Colours like Wedgwood blue, old rose, pastel green, pale brown, dove grey, faint pinks, and whites made his clients look like flowers. Occasionally, sometimes due to client preference, Jean Desses broke out and made gowns in dramatic scarlet and black. These signature gowns are of great technical complexity. Made with up to 50 yards of chiffon, they have been likened to Greek sculptures although undoubtedly with more underpinnings. The soft and floaty fabric was always attached to a rigorously boned under construction and lining arrangement.
Recently re-discovered
These gowns are so timeless that they have recently been rediscovered and worn on the red carpet by celebrities like Renee Zellweger, Naomi Campbell and Jennifer Lopez, to much acclaim. But before they discovered him, Jean Desses was worn by the Queen and royal princesses of Greece, Wallis Simpson, Madame Jean (Lilia) Ralli, the first Mrs. Aristotle Onassis and society hostess Elsa Maxwell. In 1962, he designed the wedding gown worn by Princess Sophia of Greece (who became Queen Sofia of Spain) when she married the future King Juan Carlos I of Spain.
Jean Desses – A great brand ambassador
Personally, Jean Desses was charming and popular. He gave good interviews, was a great hostess and the unveiling of his new collections were always packed.
The press liked his work very much, and it was featured in many magazine shoots and in illustrations for the top fashion magazines.

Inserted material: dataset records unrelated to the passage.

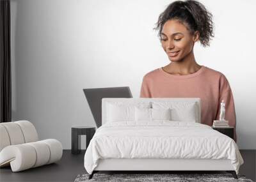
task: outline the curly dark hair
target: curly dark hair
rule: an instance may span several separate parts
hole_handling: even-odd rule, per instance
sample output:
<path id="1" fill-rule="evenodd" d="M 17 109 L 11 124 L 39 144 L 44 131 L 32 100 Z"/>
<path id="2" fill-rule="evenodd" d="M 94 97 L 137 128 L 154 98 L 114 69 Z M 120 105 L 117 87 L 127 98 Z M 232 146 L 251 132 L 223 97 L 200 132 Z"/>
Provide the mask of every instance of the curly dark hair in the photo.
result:
<path id="1" fill-rule="evenodd" d="M 211 36 L 214 36 L 212 17 L 212 15 L 198 1 L 176 1 L 170 4 L 160 14 L 158 21 L 156 24 L 157 26 L 153 29 L 159 29 L 158 36 L 161 40 L 161 33 L 164 23 L 169 20 L 177 20 L 186 26 L 191 34 L 195 31 L 198 31 L 201 44 L 204 47 L 210 46 Z"/>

Jean Desses’s new season innovations were breathlessly reported on.
Jean Desses ready to wear innovations
Jean Dessès had started a ready to wear line in 1949, and in 1960 he closed his couture business and was one of the first big name fashion designers to concentrate solely on ready to wear. These gowns were much simpler but no less carefully made and designed. They still feature boning and shaping techniques beneath the beautiful outer fabric. By the 1960s he was still using chiffon but also much heavier satin fabrics in simpler twists and pleats. He also used dramatic prints and some startling colours, including daffodil yellow and acid green. His ready to wear knitwear was a complete move away from the gowns and tailoring he was known for.
Original diffusion lines
Jean Desses also licensed silk scarves and accessories, and produced a range of paper patterns for Vogue’s “designer line”. During his lifetime Desses released four perfumes: Celui de Jean Dessès for women in 1938, Eau Novelle for women shortly after, Gymkhana for men in 1960 and Kalispera for women in 1962.
Desses, always busy, had also opened a small boutique in Athens, Greece in 1955. In 1963 he retired with increasing bad health to Athens to concentrate on that and closed his ready to wear line in 1965. Jean Dessès died in Athens in 1970.
Jean Desses – A lasting influence
Numerous examples of Jean Desses’s amazing gowns are held in both the V&A Museum and the Metropolitan Museum, as well as private hands. Because he had closed his couture lable before his death, it wasn’t handed down to new head designers, nor has it been re-opened in the time since, which is probably why his name has faded from view. But both Valentino and Guy Laroche, who worked with him in the 1950s could be considered his spiritual heirs, both picking up much from the master.